Arcade Fire - Funeral
Musique / Critique - écrit par camite, le 24/06/2005 (Tags : fire arcade album funeral music butler rock
A en croire le joli prospectus glissé dans la pochette carton du disque, les membres d'Arcade Fire ont nommé leur album Funeral en hommage aux différentes personnes de leur entourage disparues durant l'enregistrement. Mais ne fuyons pas trop vite par crainte de la psychanalyse publique et de la catharsis musicale chiante et prise de tête qui destineraient l'objet aux pages de Télérama. Eels, par le passé, a prouvé que l'exercice pouvait déboucher sur de véritables chefs-d'oeuvre (Electro-shock Blues), mais on se verrait mal écouter ça tous les jours hors d'un asile.
Dès Neighborhood 1, le ton est lumineux, les morts montent indéniablement au paradis, au royaume de lumière comme le laissent entendre ces quelques notes douces sur lesquelles se glissent impeccablement le chant de Win Butler (parenté Talking Heads ou Simon & Garfunkel) déclamant des histoires familières et humaines sur fond de crescendos merveilleusement agencés. Peu évidentes au premier abord, les mélodies se livrent progressivement, à chaque écoute, dévoilant leur insolente richesse instrumentale. Sur Neighborhood 2 (quelle originalité !) l'ambiance s'emballe déjà brusquement. Régine Chassagne double symbiotiquement son compagnon, dédouble sa voix tandis que les cordes préparent le terrain à un final haletant. C'est déjà l'occasion de mesurer l'habilité du groupe à manier les changements de rythme dans un même morceau.
Pour n'importe quelle formation, ces deux morceaux feraient déjà un single exceptionnel. Mais le meilleur est encore à venir. Une année sans lumière, chantée par Butler et Chassagne en Anglais et en Français, a de quoi émouvoir aux larmes, joyau de pop faussement sirupeuse qui introduit sur la fin Neighborhood 3, morceau mutant convoquant aussi bien Supertramp que les Clash. Le riff est imparable, la rythmique démoniaque. Le temps de reprendre son souffle sur l'apaisée Neighborhood 4 et la tourmentée Crown of Love (ces cordes, ces choeurs sublimes, mon Dieu), et c'est un ouragan qui assaille vos oreilles, Wake Up et ses pluies de cris d'espoir, plaquées sur un riff qui autorise toutes les variations. Brian Molko devrait y jeter une oreille.

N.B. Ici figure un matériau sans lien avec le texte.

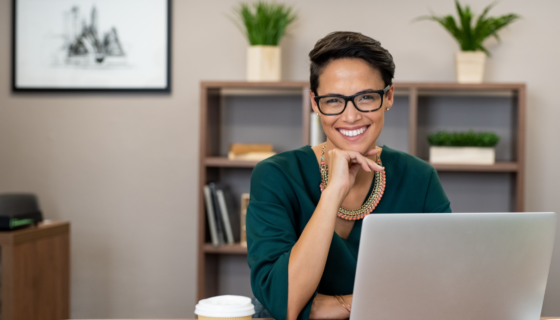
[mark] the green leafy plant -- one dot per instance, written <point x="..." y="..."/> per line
<point x="264" y="23"/>
<point x="463" y="139"/>
<point x="470" y="37"/>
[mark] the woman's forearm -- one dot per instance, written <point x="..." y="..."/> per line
<point x="328" y="307"/>
<point x="309" y="254"/>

La fin du disque chamboule littéralement l'âme. Sur Haïti, Régine Chassagne chante sa patrie d'origine par des phrases aussi bouleversantes que Mes cousins jamais nés hantent les nuits de Duvalier. La légèreté d'une chanson de plage alliée à la force d'un cri du coeur. La belle revient même clore l'ensemble avec In the Backseat, qui ressemble à du Björk sans la surproduction. Mais avant, Rebellion (Lies) déchaîne ses couches soyeuses de batterie, basse héritière de Nirvana, guitares et cordes, tandis que Butler susurre la plus belle déclaration d'amour à la vie de tous les temps. En moins de cinquante minutes, Arcade Fire aligne dix pépites qui pourraient être l'oeuvre de dix groupes différents. Mais Funeral est bien un seul et même album. Le meilleur depuis des lunes.